Berihu Aregawi of Ethiopia will be favourite in the 3,000 metres at the opening World Athletics Indoor Tour Gold meeting in Karlsruhe tomorrow ©Getty Images
Berihu Aregawi of Ethiopia will be favourite in the 3,000 metres at the opening World Athletics Indoor Tour Gold meeting in Karlsruhe tomorrow ©Getty Images

"That was one of the main driving forces for me to come to this meet in general, because I saw that it's a place where you can jump high and I want to go to places where I can jump high and try to do something special and I feel like Karlsruhe is a place to do that."

Ethiopia’s Berihu Aregawi will be favourite in the men’s 3,000 metres following his world 5 kilometres record run on the roads of Barcelona on New Year’s Eve.

The 20-year-old ran 12min 49sec at the Cursa dels Nassos, taking two seconds off Ugandan Joshua Cheptegei's world record, after a track season in which he won the 5000m at the Diamond League final in Zurich and finished fourth in the 10,000m on his Olympic debut in Tokyo.

His Kenyan rivals include fellow 20-year-old Jacob Krop, who has an outdoor 3,000m best of 7:30.07, and Abel Kipsang.

The world champion is in action in the women’s 800m, where Uganda’s Halimah Nakaayi races indoors for the first time since setting her personal best of 2:01.96 in Lievin in 2020, while Elliot Giles, who surpassed Sebastian Coe's British indoor record last year, goes in the men's race.

The women’s 100m hurdles will involve two top Jamaican talents in 2015 world champion Danielle Williams and Tokyo 2020 bronze medallist Megan Tapper in a field that also includes Germany’s 2015 world silver medallist Cindy Roleder and European champion Elvira Herman of Belarus.

In the men’s 60m hurdles, Britain’s world indoor champion Andrew Pozzi will face world medallist and European outdoor champion Pascal Martinot-Lagarde of France.

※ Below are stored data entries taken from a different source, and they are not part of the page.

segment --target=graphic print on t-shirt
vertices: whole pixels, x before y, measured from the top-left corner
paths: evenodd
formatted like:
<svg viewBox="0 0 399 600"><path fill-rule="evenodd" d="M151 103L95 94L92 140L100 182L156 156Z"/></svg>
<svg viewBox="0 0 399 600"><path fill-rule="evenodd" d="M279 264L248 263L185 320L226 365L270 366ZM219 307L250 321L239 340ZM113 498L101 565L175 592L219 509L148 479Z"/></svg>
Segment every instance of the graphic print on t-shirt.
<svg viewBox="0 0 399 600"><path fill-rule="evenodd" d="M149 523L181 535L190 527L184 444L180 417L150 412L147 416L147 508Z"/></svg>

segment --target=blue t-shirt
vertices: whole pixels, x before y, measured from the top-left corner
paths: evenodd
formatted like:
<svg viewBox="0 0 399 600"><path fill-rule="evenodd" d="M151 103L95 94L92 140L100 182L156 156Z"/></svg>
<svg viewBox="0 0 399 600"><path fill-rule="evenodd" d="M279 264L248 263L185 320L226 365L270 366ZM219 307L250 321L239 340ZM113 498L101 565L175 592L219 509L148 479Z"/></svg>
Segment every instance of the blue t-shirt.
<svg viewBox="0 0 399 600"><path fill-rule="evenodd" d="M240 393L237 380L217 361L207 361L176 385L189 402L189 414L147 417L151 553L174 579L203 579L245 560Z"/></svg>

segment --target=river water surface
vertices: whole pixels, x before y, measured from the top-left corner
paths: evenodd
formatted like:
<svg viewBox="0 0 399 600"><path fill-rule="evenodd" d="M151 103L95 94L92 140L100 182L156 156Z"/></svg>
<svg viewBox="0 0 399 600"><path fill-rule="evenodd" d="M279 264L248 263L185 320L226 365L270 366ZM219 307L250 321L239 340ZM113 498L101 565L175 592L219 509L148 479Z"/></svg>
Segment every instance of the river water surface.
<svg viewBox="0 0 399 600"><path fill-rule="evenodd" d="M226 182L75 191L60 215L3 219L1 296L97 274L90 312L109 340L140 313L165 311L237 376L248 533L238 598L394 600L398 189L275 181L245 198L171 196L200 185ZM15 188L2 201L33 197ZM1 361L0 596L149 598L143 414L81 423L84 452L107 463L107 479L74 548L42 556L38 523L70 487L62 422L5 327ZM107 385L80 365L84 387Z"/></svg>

Pozzi clocked 7.44sec - just 0.01 off his best - to win in Karlsruhe in 2017 and he went on to win the European indoor title later that season.

Germany’s Olympic and world long jump champion Malaika Mihambo will test her speed by racing the 60m.

With a personal best of 7.22, the athlete with a 7.30 metres long jump best ran 7.37 in Karlsruhe in 2020.

The women’s high jump no longer features the Authorised Neutral Athlete who last year added the Olympic to her world title, Mariya Lasitskene.

She has withdrawn with a cold, leaving Ukraine’s 2017 world silver medallist Yuliya Levchenko as the favourite.